W3C home > Mailing lists > Public > www-tag@w3.org > November 2002

Re: Determining what a URI identifies

From: Jonathan Borden <jonathan@openhealth.org>
Date: Mon, 4 Nov 2002 23:20:04 -0500
Message-ID: <009a01c28482$9e4349a0$7c674544@ne.mediaone.net>
To: "Tim Berners-Lee" <timbl@w3.org>, "Mark Baker" <distobj@acm.org>, <www-tag@w3.org>
Cc: "Larry Masinter" <lmm@acm.org>

Tim Berners-Lee wrote:
> http://www.w3.org/Consortium  identifies a web page.
> The web page is about the consortium.

Certainly if you say so...

> > and
> > indeed a handful[1] of people use it this way.  But the vast majority[2]
> > use "http://www.w3.org" for that purpose, and no information returned
> > from a GET on the latter suggests that it isn't, so that isn't likely to
> > change unless the W3C takes action.
> Firstly you are confusing the identification of a document and the
> identfication of the
> subject of the document.  Secondly, you seem to thing that there should
> one
> "real" identifier for W3C or for a page about W3C., neither is which are
> true.
> The meaning of a URI is determined by the URI spec, as Larry says.
> That spec says you look in the IANA registry to find the spec for the
> scheme.
> The HTTP spec gives the authority through DNS to the domain owner.
> So the ownership model is true for HTTP web pages
> but only because the URI spec points indirectly to the HTTP spec.

The meaning of an HTTP URI per RFC 2616

3.2.2 http URL
The "http" scheme is used to locate network resources via the HTTP protocol.
This section defines the scheme-specific syntax and semantics for http URLs.

http_URL = "http:" "//" host [ ":" port ] [ abs_path [ "?" query ]]

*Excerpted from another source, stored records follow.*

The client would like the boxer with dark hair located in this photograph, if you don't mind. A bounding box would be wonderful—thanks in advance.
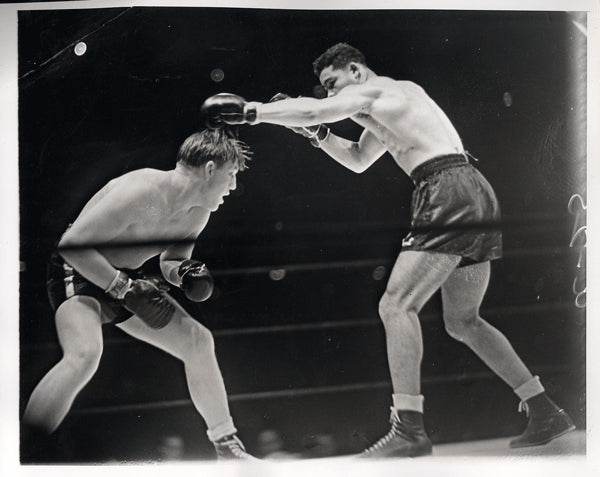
[202,43,575,457]
[21,130,251,459]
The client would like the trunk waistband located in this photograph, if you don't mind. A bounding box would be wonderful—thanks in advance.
[410,154,469,183]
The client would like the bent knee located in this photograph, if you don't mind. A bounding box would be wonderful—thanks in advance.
[187,321,215,352]
[63,343,102,375]
[444,310,483,341]
[379,291,419,324]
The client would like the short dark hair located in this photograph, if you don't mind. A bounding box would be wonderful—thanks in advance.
[177,128,252,171]
[313,43,367,76]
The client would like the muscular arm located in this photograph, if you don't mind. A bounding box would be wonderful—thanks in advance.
[257,86,378,127]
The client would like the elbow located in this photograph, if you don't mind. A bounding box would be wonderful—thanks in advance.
[301,109,323,125]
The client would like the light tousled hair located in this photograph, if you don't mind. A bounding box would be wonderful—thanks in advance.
[177,128,252,171]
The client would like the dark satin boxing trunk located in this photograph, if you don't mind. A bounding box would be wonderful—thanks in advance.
[402,154,502,266]
[46,252,135,323]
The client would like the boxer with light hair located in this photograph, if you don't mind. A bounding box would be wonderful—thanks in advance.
[202,43,575,458]
[21,130,252,459]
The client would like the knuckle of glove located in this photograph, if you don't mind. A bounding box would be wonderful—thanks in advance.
[179,260,214,302]
[200,93,246,129]
[123,280,175,329]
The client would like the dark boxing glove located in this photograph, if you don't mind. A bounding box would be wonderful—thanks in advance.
[106,272,175,329]
[269,93,329,147]
[200,93,258,129]
[177,260,214,301]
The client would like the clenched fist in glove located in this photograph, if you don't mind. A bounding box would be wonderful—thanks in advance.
[200,93,258,129]
[177,260,214,301]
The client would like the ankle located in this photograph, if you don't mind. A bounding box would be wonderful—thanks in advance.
[524,392,560,416]
[396,409,425,430]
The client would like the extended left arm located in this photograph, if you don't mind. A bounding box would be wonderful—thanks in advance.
[202,86,378,128]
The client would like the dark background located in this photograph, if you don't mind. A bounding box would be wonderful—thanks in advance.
[18,8,586,462]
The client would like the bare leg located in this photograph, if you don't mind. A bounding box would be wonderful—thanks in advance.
[442,262,533,389]
[23,296,102,433]
[117,309,235,439]
[379,251,460,395]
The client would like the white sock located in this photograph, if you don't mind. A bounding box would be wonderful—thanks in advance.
[392,393,424,414]
[514,376,545,402]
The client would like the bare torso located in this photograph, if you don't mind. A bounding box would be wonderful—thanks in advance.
[352,76,464,173]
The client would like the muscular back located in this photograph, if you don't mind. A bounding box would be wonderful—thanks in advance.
[348,76,463,173]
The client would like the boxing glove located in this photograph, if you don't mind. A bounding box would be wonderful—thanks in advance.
[200,93,258,129]
[269,93,330,147]
[106,272,175,329]
[177,260,214,301]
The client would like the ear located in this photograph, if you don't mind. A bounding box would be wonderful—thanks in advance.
[204,161,217,179]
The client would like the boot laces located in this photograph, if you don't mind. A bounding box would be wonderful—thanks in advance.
[364,407,402,454]
[518,401,529,417]
[221,436,253,459]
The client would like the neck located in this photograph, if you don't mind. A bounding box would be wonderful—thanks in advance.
[362,66,377,82]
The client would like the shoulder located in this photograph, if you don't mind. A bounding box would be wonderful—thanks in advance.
[106,168,166,195]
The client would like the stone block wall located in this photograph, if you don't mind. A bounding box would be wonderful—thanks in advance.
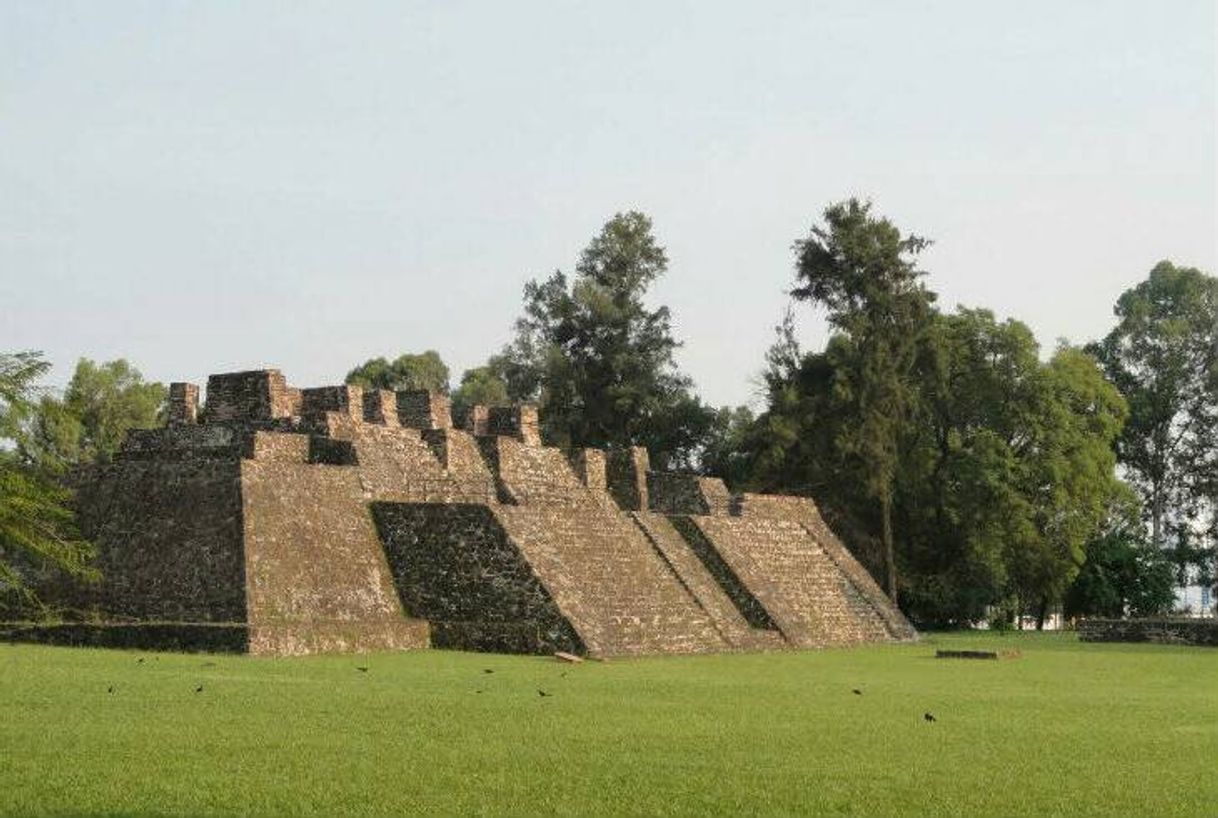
[72,459,246,622]
[486,404,541,446]
[168,383,199,426]
[373,503,585,652]
[397,390,453,428]
[685,516,892,648]
[605,446,652,511]
[35,370,914,655]
[207,369,301,422]
[364,390,401,426]
[1078,618,1218,648]
[568,449,609,492]
[647,471,731,515]
[491,505,732,656]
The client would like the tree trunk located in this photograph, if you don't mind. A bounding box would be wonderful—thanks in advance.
[1150,486,1163,549]
[879,487,896,605]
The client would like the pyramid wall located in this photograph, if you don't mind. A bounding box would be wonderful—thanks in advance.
[40,370,916,656]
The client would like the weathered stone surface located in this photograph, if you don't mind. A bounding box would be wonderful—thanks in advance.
[607,446,652,511]
[9,370,916,657]
[1078,618,1218,648]
[397,390,453,428]
[647,471,732,515]
[168,383,199,426]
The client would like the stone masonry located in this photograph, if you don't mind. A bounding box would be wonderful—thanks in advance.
[57,370,916,656]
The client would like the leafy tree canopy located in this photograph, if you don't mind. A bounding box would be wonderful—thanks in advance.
[1090,262,1218,547]
[347,349,448,394]
[0,352,95,601]
[490,211,715,469]
[452,365,512,422]
[23,358,167,471]
[792,198,934,601]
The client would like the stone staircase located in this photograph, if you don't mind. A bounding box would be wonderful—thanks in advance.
[630,511,788,650]
[491,504,731,655]
[686,516,894,648]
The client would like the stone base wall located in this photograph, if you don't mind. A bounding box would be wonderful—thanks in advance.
[687,516,893,648]
[0,622,250,654]
[373,503,586,652]
[35,370,915,656]
[491,505,731,656]
[1078,620,1218,648]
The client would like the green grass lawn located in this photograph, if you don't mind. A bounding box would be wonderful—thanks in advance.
[0,634,1218,816]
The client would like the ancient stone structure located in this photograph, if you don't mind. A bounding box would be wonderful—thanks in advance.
[1078,617,1218,648]
[57,370,916,655]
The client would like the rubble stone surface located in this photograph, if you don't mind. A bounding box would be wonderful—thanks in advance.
[55,370,916,657]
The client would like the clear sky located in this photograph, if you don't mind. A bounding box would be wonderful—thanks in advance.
[0,0,1218,404]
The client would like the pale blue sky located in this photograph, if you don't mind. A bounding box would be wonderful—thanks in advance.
[0,0,1218,403]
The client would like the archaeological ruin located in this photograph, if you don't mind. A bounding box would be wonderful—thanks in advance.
[21,370,916,656]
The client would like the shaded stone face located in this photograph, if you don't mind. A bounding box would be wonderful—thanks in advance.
[169,383,199,426]
[45,370,916,655]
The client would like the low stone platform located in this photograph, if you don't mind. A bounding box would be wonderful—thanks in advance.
[0,618,430,656]
[1078,618,1218,648]
[934,649,1023,660]
[19,370,917,656]
[0,622,250,654]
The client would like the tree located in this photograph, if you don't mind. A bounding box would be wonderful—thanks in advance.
[23,358,167,471]
[0,352,95,600]
[743,308,1123,627]
[1090,262,1218,548]
[346,349,448,394]
[792,198,934,601]
[491,212,714,469]
[1065,489,1175,617]
[452,365,512,420]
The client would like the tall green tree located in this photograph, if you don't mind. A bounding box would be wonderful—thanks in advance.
[346,349,448,394]
[1090,262,1218,548]
[491,211,715,469]
[1065,489,1175,618]
[452,365,512,421]
[0,352,95,600]
[792,198,934,601]
[744,300,1124,627]
[23,358,167,471]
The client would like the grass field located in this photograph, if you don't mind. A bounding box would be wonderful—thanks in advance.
[0,634,1218,816]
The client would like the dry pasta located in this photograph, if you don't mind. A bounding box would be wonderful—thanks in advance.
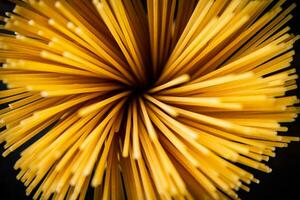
[0,0,299,200]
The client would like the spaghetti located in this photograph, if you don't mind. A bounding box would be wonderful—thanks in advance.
[0,0,299,200]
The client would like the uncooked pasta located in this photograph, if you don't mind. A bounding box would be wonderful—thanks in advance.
[0,0,299,200]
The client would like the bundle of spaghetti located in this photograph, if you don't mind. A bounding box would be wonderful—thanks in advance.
[0,0,299,200]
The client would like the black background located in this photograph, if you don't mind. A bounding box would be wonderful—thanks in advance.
[0,0,300,200]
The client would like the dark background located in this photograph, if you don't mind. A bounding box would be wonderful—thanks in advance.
[0,0,300,200]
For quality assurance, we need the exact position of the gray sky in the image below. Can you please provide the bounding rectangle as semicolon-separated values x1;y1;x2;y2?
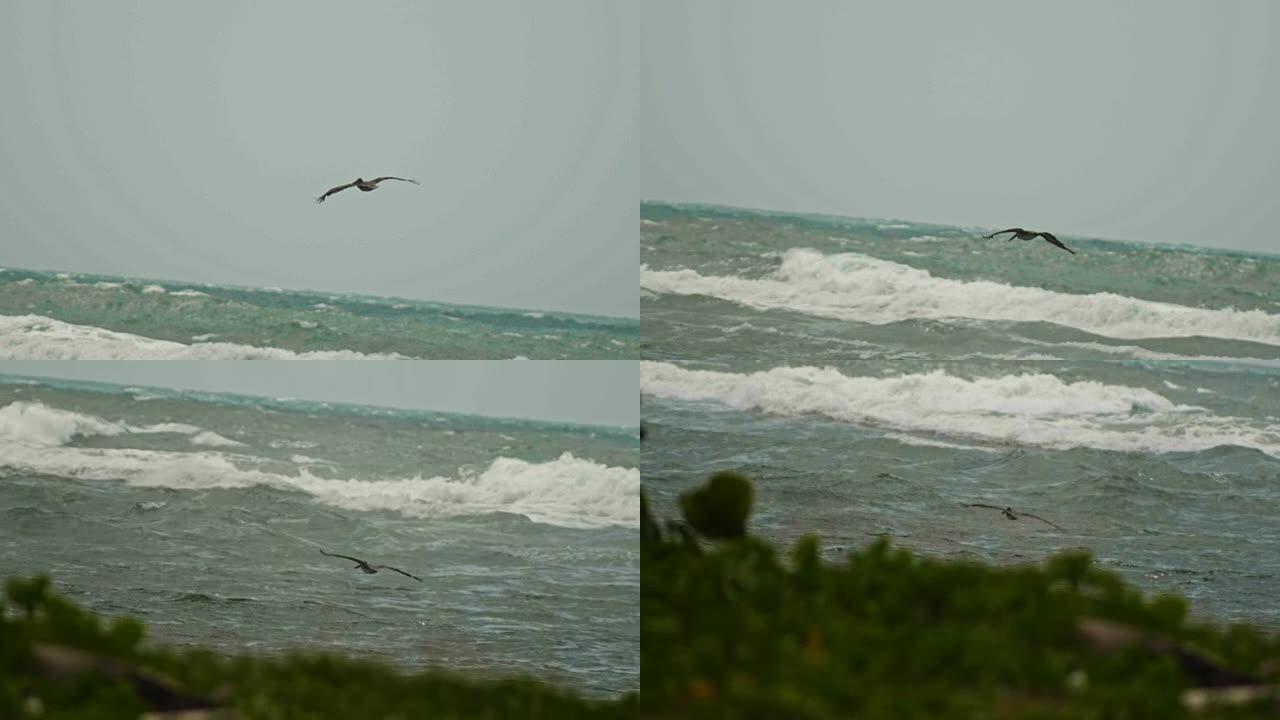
0;0;639;316
637;0;1280;251
0;360;640;427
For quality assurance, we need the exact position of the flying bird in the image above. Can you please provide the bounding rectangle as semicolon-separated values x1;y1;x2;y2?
316;176;421;202
983;228;1075;255
965;502;1066;532
320;550;422;583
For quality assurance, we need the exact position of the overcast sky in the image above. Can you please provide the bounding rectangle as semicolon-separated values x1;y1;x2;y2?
0;0;639;316
0;360;640;427
637;0;1280;251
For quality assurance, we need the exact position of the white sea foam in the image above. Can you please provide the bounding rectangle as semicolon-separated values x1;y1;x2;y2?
640;361;1280;457
640;249;1280;345
0;401;217;446
0;402;640;528
0;315;404;360
191;430;244;447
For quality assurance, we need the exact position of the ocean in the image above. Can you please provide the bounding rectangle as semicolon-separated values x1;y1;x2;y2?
0;376;640;697
640;204;1280;626
0;268;640;360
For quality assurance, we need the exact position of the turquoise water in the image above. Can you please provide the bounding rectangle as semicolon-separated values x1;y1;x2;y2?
640;204;1280;624
0;268;640;360
0;374;640;696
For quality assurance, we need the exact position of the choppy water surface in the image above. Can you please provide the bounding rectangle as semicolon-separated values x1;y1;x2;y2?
0;268;640;360
640;204;1280;625
0;375;640;696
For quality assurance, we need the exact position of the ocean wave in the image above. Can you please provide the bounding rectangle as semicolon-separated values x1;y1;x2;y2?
640;249;1280;345
0;315;406;360
0;401;230;447
0;401;640;528
640;361;1280;457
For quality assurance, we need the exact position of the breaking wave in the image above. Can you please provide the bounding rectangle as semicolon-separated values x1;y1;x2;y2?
640;249;1280;345
640;361;1280;457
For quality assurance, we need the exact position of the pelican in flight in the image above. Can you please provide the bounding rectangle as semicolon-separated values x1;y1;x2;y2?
316;176;421;202
983;229;1075;255
965;502;1065;530
320;550;422;583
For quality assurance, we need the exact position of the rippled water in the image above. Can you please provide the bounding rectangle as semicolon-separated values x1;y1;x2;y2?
0;268;640;360
0;375;640;694
640;204;1280;624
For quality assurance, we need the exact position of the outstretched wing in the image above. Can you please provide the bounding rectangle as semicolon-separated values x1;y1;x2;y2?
320;550;365;565
1037;232;1075;255
316;182;356;202
378;565;422;583
982;228;1023;238
1015;510;1066;532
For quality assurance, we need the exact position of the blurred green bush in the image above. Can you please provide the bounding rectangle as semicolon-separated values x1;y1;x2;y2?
0;577;639;720
640;473;1280;720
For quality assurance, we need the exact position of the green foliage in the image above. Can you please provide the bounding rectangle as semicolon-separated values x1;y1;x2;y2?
0;577;639;720
680;471;754;539
640;474;1280;720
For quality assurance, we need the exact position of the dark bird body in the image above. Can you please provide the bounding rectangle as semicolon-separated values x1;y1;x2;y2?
965;502;1064;530
316;176;419;202
320;550;422;583
982;228;1075;255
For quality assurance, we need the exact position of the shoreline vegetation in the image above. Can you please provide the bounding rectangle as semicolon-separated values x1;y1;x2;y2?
640;471;1280;719
0;577;639;720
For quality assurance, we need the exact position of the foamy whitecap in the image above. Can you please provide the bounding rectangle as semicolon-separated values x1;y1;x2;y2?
0;315;404;360
191;430;244;447
640;361;1280;457
0;402;640;528
0;401;222;446
640;249;1280;345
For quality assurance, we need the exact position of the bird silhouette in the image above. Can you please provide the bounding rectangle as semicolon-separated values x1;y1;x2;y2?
320;550;422;583
965;502;1065;530
982;228;1075;255
316;176;421;202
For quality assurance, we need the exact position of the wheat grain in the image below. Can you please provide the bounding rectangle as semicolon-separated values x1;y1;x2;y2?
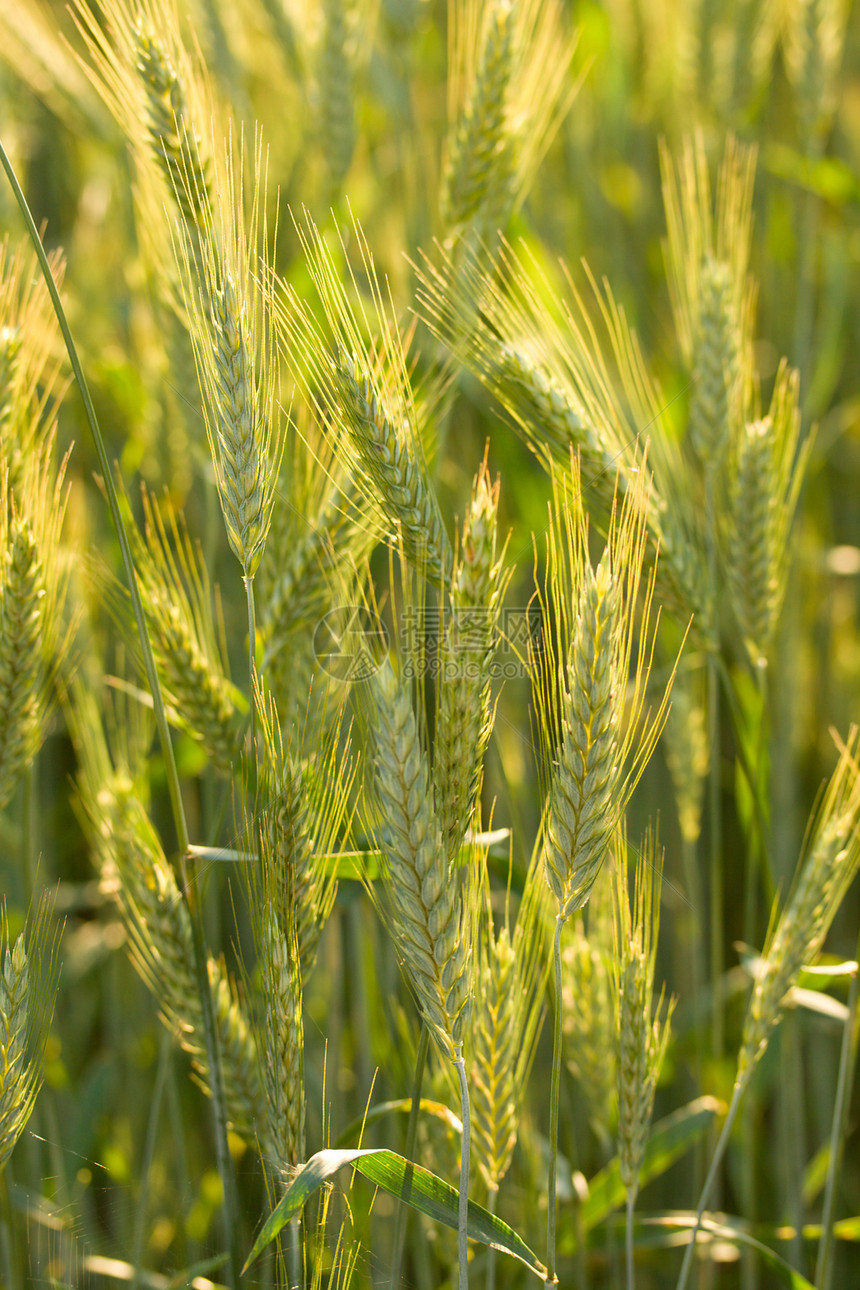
369;660;471;1060
0;899;57;1173
735;729;860;1087
433;462;508;859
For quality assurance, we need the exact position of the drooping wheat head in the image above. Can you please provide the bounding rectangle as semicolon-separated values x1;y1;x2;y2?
68;684;271;1156
723;362;812;667
735;728;860;1089
174;135;282;581
614;831;674;1197
433;461;509;860
440;0;578;237
275;212;451;582
783;0;850;147
689;255;741;470
257;695;355;982
97;489;239;775
367;659;474;1060
468;853;548;1193
534;463;668;921
316;0;356;194
418;244;713;637
0;898;59;1173
664;673;709;842
660;134;756;372
0;435;70;808
561;882;616;1144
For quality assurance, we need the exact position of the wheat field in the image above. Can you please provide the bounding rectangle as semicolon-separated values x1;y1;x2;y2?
0;0;860;1290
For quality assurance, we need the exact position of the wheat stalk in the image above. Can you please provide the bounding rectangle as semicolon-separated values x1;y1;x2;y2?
0;898;58;1173
273;212;451;582
433;461;509;859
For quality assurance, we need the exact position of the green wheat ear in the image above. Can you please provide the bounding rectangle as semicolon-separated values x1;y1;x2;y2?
0;897;59;1173
174;137;284;579
614;831;674;1204
273;218;451;582
533;463;672;922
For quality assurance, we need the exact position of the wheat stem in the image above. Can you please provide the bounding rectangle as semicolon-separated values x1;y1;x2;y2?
0;143;242;1284
676;1080;745;1290
545;913;566;1286
815;937;860;1290
389;1022;431;1290
0;1165;24;1290
454;1045;472;1290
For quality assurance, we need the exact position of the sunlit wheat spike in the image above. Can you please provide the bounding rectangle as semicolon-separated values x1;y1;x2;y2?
783;0;850;144
664;672;709;842
0;451;68;808
614;832;674;1197
468;855;548;1193
441;0;513;230
334;352;449;582
660;135;756;370
723;362;812;667
130;490;237;774
736;728;860;1087
367;660;473;1060
561;882;616;1143
0;898;58;1173
0;237;64;479
433;462;509;859
174;137;282;579
317;0;356;191
72;0;219;278
418;244;713;639
134;19;211;235
441;0;578;236
275;212;451;582
690;255;741;468
262;911;306;1175
534;468;668;920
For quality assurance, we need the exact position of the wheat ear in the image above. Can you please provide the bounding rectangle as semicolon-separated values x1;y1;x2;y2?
433;461;509;859
468;853;547;1195
723;362;812;667
441;0;514;231
369;660;471;1060
678;726;860;1290
0;899;58;1173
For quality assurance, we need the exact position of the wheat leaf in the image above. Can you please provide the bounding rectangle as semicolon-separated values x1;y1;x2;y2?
242;1149;547;1278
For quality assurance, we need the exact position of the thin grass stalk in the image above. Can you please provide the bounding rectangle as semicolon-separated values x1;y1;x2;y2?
132;1029;171;1290
0;142;242;1285
815;938;860;1290
624;1191;636;1290
545;913;566;1286
0;1164;18;1290
454;1044;472;1290
242;574;259;763
676;1081;745;1290
391;1022;429;1290
705;474;725;1078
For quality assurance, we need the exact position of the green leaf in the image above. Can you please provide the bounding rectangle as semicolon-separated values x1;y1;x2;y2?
242;1149;547;1280
581;1097;726;1231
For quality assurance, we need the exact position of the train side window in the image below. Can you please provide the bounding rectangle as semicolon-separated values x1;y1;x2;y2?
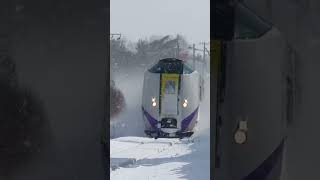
183;64;193;74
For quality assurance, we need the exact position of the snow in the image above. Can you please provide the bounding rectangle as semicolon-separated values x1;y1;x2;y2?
110;63;210;180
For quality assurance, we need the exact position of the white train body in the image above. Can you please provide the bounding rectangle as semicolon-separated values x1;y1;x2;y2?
142;58;201;137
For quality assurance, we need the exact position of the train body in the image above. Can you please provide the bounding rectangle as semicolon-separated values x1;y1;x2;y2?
142;58;201;138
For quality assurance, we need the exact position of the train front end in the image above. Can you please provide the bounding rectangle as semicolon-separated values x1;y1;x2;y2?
142;58;200;138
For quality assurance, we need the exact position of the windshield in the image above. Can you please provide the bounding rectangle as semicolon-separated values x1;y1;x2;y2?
149;58;193;74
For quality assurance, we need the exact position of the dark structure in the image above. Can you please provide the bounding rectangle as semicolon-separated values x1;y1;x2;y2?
0;0;109;180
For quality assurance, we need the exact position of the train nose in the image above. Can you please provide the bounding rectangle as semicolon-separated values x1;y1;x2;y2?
161;118;177;128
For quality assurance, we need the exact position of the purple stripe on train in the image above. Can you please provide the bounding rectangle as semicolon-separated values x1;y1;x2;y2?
142;107;158;129
181;107;199;132
142;107;199;132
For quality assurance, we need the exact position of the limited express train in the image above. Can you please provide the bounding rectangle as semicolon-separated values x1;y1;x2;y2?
142;58;202;138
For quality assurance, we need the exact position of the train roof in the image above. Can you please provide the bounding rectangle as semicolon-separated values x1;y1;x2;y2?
148;58;194;74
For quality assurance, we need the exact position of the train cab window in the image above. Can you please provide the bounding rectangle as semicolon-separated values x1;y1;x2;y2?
165;80;176;94
149;58;183;74
183;64;193;74
234;3;272;39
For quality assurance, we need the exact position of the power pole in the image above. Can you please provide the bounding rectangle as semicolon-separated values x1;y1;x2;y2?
176;38;180;59
200;42;209;75
192;44;196;69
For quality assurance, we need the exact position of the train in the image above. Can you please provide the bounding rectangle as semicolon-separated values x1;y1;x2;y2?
142;58;203;139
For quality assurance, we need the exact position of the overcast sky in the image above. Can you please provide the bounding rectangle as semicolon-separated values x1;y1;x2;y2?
110;0;210;44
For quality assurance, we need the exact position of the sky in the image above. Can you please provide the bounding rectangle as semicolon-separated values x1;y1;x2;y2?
110;0;210;44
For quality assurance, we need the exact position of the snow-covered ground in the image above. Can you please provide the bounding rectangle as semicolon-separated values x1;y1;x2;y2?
110;61;210;180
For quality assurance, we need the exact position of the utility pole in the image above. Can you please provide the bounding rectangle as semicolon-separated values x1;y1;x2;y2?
200;42;209;75
176;38;180;59
192;44;196;69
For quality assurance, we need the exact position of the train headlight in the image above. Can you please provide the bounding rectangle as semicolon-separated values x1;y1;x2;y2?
234;130;247;144
152;97;157;107
182;99;188;107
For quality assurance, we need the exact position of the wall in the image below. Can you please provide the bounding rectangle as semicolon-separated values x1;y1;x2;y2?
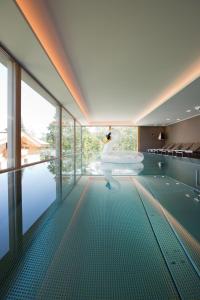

If the port is empty or not given, port 80 is assumed. The semantics are
that the identified resource is located at the server listening for TCP
connections on that port of that host, and the Request-URI for the resource
is abs_path (section 5.1.2).

Now it seems to say that HTTP URLs are used to locate "network resources"
... and that the identified resources is located at the server. If this is
intended to say that HTTP URLs are intended to exclusively identify
_documents_ this is an obfuscated way to say that. It doesn't plainly say
that HTTP URLs are intended to locate documents on the network.

A "network resource" would be *any* RFC 2396 resource which presents an
representation via the network -- that is alot closer to what Roy seems to
be saying about what an HTTP URI might identify. Nothing in RFC 2616 seems
to restrict the range of HTTP URIs to identify documents (certainly the
representations are documents).

> So when RDF talks about  <#joe> as having
> a contact:mailbox of  <mailto:joe@example.com>
> an RDF processor which is aware of the URI spec
> and the spec of mailto:  knows that the object
> is an email mailbox according to the email specs.
> (((This of course drives the RDF logicians crazy as there
> is no model theory of the email specs.  More generally,
> logicians are used to defining a self-consistent
> system in a vacuum and life in the big city^H^H^H^Hweb
> can be relatively frightening.)))

I don't think the problem is a lack of model theory in specific, rather
language which does not _plainly_ support your assertion that HTTP URIs
necessarily identify resources which are documents.